We're gonna play basements and maybe we'll play Posi Fest, because I know the guy who runs Posi Fest. And then we put out some records and a couple people were like, “Why don't you do a tour?” And I was like, “Alright. Whatever” And it was good. Whats cool about Blacklisted, I think, personally, is – you know how you see a band start and go on tour and they're huge right away – Blacklisted has had to work for everything. We've never done a big tour. The biggest tour we ever did, we went to Europe with Terror and we did 10 days with Converge and Some Girls. Other than that, we've done everything alone. I think it kind of puts a stigma around us, but it's not real. It's not like we don't want to tour with people, or we're dicks, or we think we're better than everybody – there's so many bands that we love and try to help. We toured with Shipwreck and Ceremony. As far as Shipwreck with J.D., he's really close to us. And Ceremony we just get along well, we have a lot of the same ideas about things.
I don't know if that's ever held Blacklisted back, not doing it, but I've been offered bigger things and I always turn it down. Like I said, it's akward playing a big show and you don't feel like you're a band that deserves it. So, we just go for it, on our own.
If it's worth anything, that's something I always admired about you guys. You did your own tours, you did your own shows.
You know what? We have Andy Rice, who wound up working up at Deathwish. He helps us out, but we pretty much do everything on our own. Up to the music and design of our cover.
It's really rare to me to find a hard working hardcore band. A lot of people got stuff handed to them.

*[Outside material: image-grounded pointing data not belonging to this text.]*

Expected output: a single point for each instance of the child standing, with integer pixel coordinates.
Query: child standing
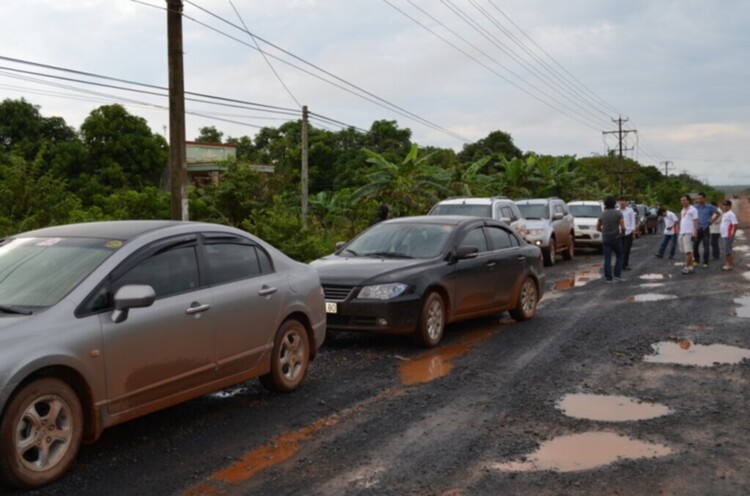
(728, 231)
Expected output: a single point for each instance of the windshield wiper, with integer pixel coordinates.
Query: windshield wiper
(389, 254)
(15, 310)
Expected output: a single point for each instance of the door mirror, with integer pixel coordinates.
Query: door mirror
(131, 296)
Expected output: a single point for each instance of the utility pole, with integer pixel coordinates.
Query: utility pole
(668, 164)
(304, 166)
(177, 154)
(621, 134)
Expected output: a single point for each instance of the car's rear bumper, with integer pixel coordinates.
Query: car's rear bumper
(397, 316)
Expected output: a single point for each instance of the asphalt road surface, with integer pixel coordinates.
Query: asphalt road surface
(639, 387)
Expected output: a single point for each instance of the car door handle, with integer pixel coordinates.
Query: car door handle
(197, 308)
(265, 291)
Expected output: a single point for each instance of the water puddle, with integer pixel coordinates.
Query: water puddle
(439, 362)
(743, 310)
(585, 451)
(652, 285)
(606, 408)
(579, 279)
(685, 352)
(651, 297)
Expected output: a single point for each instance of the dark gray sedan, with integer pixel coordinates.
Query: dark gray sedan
(413, 275)
(104, 322)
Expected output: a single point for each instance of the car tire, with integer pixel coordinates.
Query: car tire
(528, 299)
(40, 434)
(431, 325)
(571, 251)
(549, 253)
(290, 358)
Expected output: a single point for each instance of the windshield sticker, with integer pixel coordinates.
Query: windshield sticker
(49, 242)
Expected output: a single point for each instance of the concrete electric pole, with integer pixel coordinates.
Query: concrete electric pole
(177, 154)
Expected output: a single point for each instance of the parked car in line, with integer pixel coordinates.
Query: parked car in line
(550, 226)
(498, 208)
(586, 213)
(414, 275)
(105, 322)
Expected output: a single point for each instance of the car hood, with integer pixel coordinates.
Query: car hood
(334, 269)
(537, 223)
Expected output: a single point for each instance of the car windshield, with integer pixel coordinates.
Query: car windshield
(39, 272)
(400, 240)
(593, 211)
(534, 210)
(462, 209)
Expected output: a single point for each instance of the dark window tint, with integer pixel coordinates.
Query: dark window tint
(168, 272)
(230, 261)
(499, 237)
(475, 237)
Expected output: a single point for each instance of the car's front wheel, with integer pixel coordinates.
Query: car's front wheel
(40, 433)
(528, 298)
(290, 358)
(431, 323)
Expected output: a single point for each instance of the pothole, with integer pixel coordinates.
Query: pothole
(651, 297)
(743, 310)
(686, 352)
(584, 451)
(608, 408)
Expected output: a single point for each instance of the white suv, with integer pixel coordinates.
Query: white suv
(498, 208)
(586, 214)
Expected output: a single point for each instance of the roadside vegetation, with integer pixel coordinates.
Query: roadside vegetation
(115, 167)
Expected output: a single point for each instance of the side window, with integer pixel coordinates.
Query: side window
(168, 272)
(500, 238)
(475, 237)
(232, 261)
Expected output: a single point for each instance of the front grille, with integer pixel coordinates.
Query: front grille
(336, 293)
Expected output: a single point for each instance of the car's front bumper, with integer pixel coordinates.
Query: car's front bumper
(396, 316)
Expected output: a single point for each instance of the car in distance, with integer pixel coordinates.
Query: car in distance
(104, 322)
(585, 216)
(498, 208)
(550, 226)
(414, 275)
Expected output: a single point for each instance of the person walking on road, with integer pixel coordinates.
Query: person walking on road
(628, 216)
(715, 230)
(670, 232)
(707, 214)
(688, 232)
(728, 231)
(612, 227)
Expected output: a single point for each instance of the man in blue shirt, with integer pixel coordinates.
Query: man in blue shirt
(707, 214)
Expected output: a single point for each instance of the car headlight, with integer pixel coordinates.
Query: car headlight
(382, 291)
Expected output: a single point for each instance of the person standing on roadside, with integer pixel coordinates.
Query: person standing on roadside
(728, 231)
(688, 232)
(628, 216)
(670, 232)
(715, 230)
(707, 214)
(612, 227)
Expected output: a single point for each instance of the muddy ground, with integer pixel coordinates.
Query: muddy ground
(639, 387)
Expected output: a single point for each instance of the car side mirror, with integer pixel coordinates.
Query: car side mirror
(131, 296)
(465, 252)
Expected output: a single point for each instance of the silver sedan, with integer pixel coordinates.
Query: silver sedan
(104, 322)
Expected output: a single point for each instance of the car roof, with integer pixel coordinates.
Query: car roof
(121, 229)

But what sucks sometimes is that none of us are artists as far as art, so when it comes to merch, we're like, “Fuck man.” We can't draw or anything. It's hard sometimes. But it's rewarding. I guess the thing with Blacklisted is really, it's rewarded, but it's really 50/50. Sometimes it's down and sometimes its up. This is our bass player, Dave.
I'm actually selfish, I'm not Dave.
You and Dave Heck have similair facial hair at the moment.
No. I had it first!
I complimented him when they played here. I'm complimenting you...
[George laughing]
I had it first.
Alright, two final qestions, top five alt rock bands.
I don't know. It's not really like a top five. As, collectively, we like Nirvana, obviously. People are always gonna cite that for us, now. We like Dinosaur Jr., Sonic Youth, Pavement...
I don't know. We grew up in the 90's you know, so it's a big --
I grew up in the 80's.
This is our other guitar player, Dave. So we tended to – that's another thing about the record. We generated back to more things that we know. “We're gonna sound like the Cro-Mags and whatever,” [sarcastically] we tended to write what we knew. The songs we learned how to play were off “Nevermind.”
It's a great thing to do. I'm a huge fan of 90's alternative and alternative in general. Actually, the last question is Dinosaur Jr. or Sonic Youth?
Uh... I don't know. I think that Dinosaur Jr. is Dinosaur Jr., you know? And some of their records have a similair feel. But with Sonic Youth, you have a sense of volatility in their music to where they could go anywhere. Sometimes when you're listening to a Sonic Youth song, you don't know where it's going to go. It could turn into some noise, or it could turn into some melodic thing. Or it could be Thurston or Kim. There's a lot of different variations where with Dinosaur Jr., it was Lou Barlow and J Mascis. But Mascis was the figurehead.
It's hard but, I would say, Dinosaur Jr., personally. But Sonic Youth is way more influential, on music period. But Dinosaur Jr. has emotional attatchment to it that Sonic Youth doesn't necessarily carry.